In the sixth step, I also encountered an issue with infinities, where four-fifths of the peptide backbones contained residues with num_results being 0. I noticed that there were also many residues with num_results of 1. If we discard those with 0 matches and retain only those with 1 match, it might seem too strict and potentially lead to the loss of some peptide backbones with good potential, such as those with high scores from other residues. Are there any scripts in the source code for filtering peptide backbones based on their scores (outputting the paths of high-scoring peptide backbones from different clusters, and subsequently incorporating the target protein into their pdb files for dTERMen design)?

I agree, it's too strict to remove things with zero matches, I would just sort by average score over contacts and take the top N to the next stage. Sorry, I don't have any more scripts for filtering/scoring than what is already in the repo.

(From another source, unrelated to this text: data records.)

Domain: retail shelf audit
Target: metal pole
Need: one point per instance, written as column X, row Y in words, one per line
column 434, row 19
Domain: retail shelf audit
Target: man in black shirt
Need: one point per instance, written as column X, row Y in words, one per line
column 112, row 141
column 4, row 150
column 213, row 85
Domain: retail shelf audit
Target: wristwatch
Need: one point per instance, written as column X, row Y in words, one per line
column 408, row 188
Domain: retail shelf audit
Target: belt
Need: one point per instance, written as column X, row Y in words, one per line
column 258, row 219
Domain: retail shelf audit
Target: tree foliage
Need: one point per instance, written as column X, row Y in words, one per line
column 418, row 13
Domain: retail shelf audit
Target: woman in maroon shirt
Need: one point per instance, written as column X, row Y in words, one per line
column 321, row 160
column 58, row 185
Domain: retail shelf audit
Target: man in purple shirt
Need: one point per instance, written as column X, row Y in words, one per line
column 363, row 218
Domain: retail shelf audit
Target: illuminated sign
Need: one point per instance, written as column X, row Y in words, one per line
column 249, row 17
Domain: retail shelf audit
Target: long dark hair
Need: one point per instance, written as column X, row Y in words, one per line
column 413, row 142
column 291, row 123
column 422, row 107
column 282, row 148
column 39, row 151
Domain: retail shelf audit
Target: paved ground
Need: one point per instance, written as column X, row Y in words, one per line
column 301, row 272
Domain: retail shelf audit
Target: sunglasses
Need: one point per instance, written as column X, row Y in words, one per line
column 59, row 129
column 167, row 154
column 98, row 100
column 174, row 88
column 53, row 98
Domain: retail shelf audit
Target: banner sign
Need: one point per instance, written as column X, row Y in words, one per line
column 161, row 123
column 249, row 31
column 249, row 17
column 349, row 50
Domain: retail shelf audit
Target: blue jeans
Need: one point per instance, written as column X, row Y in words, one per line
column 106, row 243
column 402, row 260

Additionally, the contact_score calculated in this step was entirely 0. Does contact_score refer to potential contacts? If not, which step calculates potential contacts? I would like to proceed with the next screening only for peptide backbones with potential contacts greater than 2, and stop further scoring calculations for those that do not meet this criterion. Does the source code support such functionality, and how can it be implemented?

The contact score (it's a terrible generic name, I know) was something different that we experimented with but didn't use in the paper. Each line in the fragscores*.csv is a potential contact, so you can count those after scoring to know how many potential contacts the structure had.

As I mentioned in other issues, I'm working on a new paper that applied a similar approach, but with updated code for scoring (which is considerably faster). I will continue to answer questions for people using this repo, but I will focus on adding new features and options to that one.

htshtshtshts commented 1 month ago

Ah, I see. Thanks for clearing that up. Really excited for your new paper! By the way, in the 'samplePaths' step, I noticed there's an option '--countContacts'. I used it to count the potential contacts and picked out the peptide backbones with more of them for the next steps.